Overview
The first IRF Scientific Conference was held on 31 May 2010 in Vienna with the participation of about 70 academics and information professionals, fulfilling the vision of a multidisciplinary scientific forum. The presentations dealt with information retrieval but from different perspectives, such as natural language processing, evaluation measures, and alternative models. Many of the papers considered applications in the challenging area of patent retrieval, with use of diverse approaches including logic-based retrieval, conditional random fields and probabilistic retrieval models. All accepted papers and posters were published by Springer in the Proceedings of IRFC 2010, as part of the Lecture Notes in Computer Science series.
Prof. Mark Sanderson (University of Sheffield) opened the conference with a brief outline of the history of search evaluation, before tackling the problem of designing test collections. He described some pioneering but relatively overlooked research that pointed out that the key problem for researchers is not the question of how to measure searching systems accurately, the problem is how to accurately measure people.
Neil Newbold from the University of Surrey presented a new approach to ranking that considers the reading ability (and motivation) of the user. His team investigated using readability to re-rank web pages. Results to date suggest that considering a view of readability for each reader may increase the probability of relevance to a particular user.
Erik Graf from the University of Glasgow explored the benefits of integrating knowledge representations in prior art patent retrieval. Key to the introduced approach is the utilization of human judgment available in the form of classifications assigned to patent documents. In general the proposed knowledge expansion techniques are particularly beneficial to recall and result in significant precision gains.
As a low-cost resource that is up-to-date, Wikipedia recently gained attention as a means to provide cross-language bridging for information retrieval. Benjamin Roth from the Saarland University showed that standard Latent Dirichlet Allocation (LDA) can extract cross-language information that is valuable for IR by simply normalizing the training data. Furthermore, his team showed that the combination of LDA and Explicit Semantic Analysis (ESA) yield significant improvements.
Jay Urbain from the Milwaukee School of Engineering explored the development of probabilistic retrieval models for integrating term statistics with entity search using multiple levels of document context to improve the performance of chemical patent search. His team reports better results than those achieved at the 2009 TREC Chemistry track.
A typical evaluation of a retrieval system involves computing an effectiveness metric, e.g. average precision, for each topic of a test collection and then using the average of the metric, e.g. mean average precision, to express the overall effectiveness. However, averages do not capture all the important aspects of effectiveness. Mehdi Hosseini from the University College London explored how the variance of a metric can be used as a measure of variability.

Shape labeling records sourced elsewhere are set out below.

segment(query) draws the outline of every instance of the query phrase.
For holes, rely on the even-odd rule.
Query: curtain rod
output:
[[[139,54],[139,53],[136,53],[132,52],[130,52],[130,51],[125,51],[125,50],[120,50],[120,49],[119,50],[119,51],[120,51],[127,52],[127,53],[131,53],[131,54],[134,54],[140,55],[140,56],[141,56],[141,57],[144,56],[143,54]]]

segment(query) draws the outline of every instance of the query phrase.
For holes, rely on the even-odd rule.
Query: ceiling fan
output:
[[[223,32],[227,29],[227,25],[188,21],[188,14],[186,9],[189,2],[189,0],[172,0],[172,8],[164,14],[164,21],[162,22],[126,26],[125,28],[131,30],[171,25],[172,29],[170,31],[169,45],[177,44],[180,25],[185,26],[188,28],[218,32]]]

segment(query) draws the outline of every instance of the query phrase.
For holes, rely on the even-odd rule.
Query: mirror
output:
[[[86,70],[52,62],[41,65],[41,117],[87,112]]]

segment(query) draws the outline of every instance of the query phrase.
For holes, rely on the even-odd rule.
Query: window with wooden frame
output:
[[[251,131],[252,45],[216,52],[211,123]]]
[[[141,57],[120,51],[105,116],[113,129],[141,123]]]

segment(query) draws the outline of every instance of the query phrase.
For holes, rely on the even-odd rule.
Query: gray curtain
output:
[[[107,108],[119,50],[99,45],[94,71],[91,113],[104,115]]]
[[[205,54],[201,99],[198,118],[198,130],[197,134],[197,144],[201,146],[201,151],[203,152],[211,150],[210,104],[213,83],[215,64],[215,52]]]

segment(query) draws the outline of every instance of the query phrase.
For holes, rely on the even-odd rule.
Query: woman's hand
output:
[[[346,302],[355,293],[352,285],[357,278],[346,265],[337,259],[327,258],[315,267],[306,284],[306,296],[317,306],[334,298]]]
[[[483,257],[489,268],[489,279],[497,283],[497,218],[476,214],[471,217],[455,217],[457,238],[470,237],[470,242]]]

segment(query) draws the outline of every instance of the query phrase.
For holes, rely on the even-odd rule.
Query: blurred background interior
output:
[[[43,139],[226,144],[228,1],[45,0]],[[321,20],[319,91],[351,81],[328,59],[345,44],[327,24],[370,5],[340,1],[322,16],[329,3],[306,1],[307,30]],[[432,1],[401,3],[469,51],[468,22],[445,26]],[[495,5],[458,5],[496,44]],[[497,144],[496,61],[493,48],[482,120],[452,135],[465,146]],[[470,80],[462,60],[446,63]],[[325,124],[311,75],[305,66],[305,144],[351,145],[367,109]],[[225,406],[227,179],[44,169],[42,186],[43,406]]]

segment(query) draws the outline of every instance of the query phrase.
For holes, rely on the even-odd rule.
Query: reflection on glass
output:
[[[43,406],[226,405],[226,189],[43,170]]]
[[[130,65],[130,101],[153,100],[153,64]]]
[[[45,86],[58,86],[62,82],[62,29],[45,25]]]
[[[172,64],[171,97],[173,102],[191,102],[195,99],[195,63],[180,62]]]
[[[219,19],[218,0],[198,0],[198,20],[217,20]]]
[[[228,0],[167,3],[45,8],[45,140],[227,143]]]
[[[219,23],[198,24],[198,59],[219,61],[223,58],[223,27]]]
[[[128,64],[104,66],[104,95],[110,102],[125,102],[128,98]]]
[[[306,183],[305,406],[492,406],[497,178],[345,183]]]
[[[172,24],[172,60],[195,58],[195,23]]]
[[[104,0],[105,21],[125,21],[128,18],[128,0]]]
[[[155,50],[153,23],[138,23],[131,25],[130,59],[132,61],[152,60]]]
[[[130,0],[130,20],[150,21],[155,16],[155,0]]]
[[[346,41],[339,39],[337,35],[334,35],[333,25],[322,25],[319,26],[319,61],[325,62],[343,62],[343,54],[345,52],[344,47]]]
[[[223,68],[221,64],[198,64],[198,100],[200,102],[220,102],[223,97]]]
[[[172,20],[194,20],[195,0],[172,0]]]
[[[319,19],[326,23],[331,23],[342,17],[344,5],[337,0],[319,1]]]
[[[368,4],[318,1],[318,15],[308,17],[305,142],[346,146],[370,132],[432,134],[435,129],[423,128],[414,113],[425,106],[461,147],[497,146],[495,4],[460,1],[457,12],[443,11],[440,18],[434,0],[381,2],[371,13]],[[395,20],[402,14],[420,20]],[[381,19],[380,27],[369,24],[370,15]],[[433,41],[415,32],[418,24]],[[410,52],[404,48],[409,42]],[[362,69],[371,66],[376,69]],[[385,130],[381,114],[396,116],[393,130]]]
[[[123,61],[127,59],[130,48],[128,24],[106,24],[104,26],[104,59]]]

David Hawking, Chief Scientist at Funnelback Internet and Enterprise Search in Australia, closed the conference with a practical and commercial perspective on a half century of electronic information retrieval. He concluded that tools must be created to help users better cope with the limitations of systems, for example spelling suggestion tools and query expansion tools.
Hamish Cunningham, from the University of Sheffield and Stefan Rueger from The Open University respectively General Chair and Programme Chair, were extremely satisfied with the outcome of this first IRF Scientific Conference, both in terms of participants and quality of papers - 11 accepted papers out of 20 submissions.